Room 6

Room 6: New York

The German invasion of the Netherlands in May 1940 and the fall of Paris the following month deeply troubled Mondrian, and many of his artist neighbours had already left London, to escape imminent bombing. Mondrian, who had acquired an American visa, actively sought passage to the United States. His journey was aided by a young American artist and friend, Harry Holtzman. Once again, Mondrian arranged the shipment of finished and unfinished paintings and on 23 September 1940 departed from Liverpool for New York. Holtzman set him up in an apartment at 353 East 56th Street in Manhattan, which Mondrian refashioned in his now signature manner, such that the art dealer Sidney Janis could describe it a year later as ‘of a piece with his paintings’, its walls ‘broken by rectangular colour areas of cardboard – red, blue, yellow, unequal in size – placed to form a typical Mondrian arrangement’. Mondrian moved one further time, to 15 East 59th Street, in October 1943, which received the same treatment. Although he lived there for just a few months, following Mondrian’s death on 1 February 1944, Holtzman preserved the studio temporarily as a museum and memorial to him. 

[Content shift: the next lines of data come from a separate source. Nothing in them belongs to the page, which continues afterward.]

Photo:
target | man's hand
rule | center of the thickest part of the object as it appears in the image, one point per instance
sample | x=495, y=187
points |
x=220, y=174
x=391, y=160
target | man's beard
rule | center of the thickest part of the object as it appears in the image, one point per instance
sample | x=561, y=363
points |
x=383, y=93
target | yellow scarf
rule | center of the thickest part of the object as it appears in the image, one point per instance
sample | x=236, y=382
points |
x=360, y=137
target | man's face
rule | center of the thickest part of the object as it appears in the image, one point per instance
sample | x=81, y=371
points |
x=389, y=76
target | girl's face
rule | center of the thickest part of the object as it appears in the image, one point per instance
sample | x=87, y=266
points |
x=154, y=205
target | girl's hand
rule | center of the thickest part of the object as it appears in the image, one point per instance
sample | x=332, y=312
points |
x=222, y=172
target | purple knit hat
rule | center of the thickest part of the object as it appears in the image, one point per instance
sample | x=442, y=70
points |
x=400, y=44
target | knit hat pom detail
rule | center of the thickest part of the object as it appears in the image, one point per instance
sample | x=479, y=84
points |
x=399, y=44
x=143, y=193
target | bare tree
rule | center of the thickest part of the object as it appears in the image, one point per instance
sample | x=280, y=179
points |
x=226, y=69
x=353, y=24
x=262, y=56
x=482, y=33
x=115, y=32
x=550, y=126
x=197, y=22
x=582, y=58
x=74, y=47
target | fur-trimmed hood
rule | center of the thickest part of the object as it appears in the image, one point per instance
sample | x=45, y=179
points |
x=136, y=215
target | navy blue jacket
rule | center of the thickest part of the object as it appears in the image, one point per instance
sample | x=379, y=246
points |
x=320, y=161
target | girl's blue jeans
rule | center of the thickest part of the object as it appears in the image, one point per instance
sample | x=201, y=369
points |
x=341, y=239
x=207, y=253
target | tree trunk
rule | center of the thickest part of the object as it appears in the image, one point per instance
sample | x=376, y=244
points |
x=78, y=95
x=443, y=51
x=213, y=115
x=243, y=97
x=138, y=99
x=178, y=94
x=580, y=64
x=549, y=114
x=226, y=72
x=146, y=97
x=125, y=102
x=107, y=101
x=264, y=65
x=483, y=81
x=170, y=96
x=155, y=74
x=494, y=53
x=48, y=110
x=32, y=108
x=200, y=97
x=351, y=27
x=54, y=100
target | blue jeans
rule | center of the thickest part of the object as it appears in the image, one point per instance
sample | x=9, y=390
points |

The studio in 15 East 59th Street is documented here through archival material, photographs, a film and the Wall Works. These compositions created by Mondrian in his last New York studio with coloured cards, some of which he painted, were found on the walls when he died. They were meticulously traced, transferred and remounted onto panels by Harry Holtzman in order for them to be preserved and exhibited. While the framing and selection of support materials were carefully chosen by Holtzman, the relationship between the colours of the original cards and the spacing between them document exactly what Mondrian composed on the walls. Along with the documentary photographs and the film by Harry Holtzman, these two compositions – part of a group of eight – preciously document Mondrian’s last studio in New York which has also been exactly reconstructed by the architect Jason Holtzman in several previous exhibitions.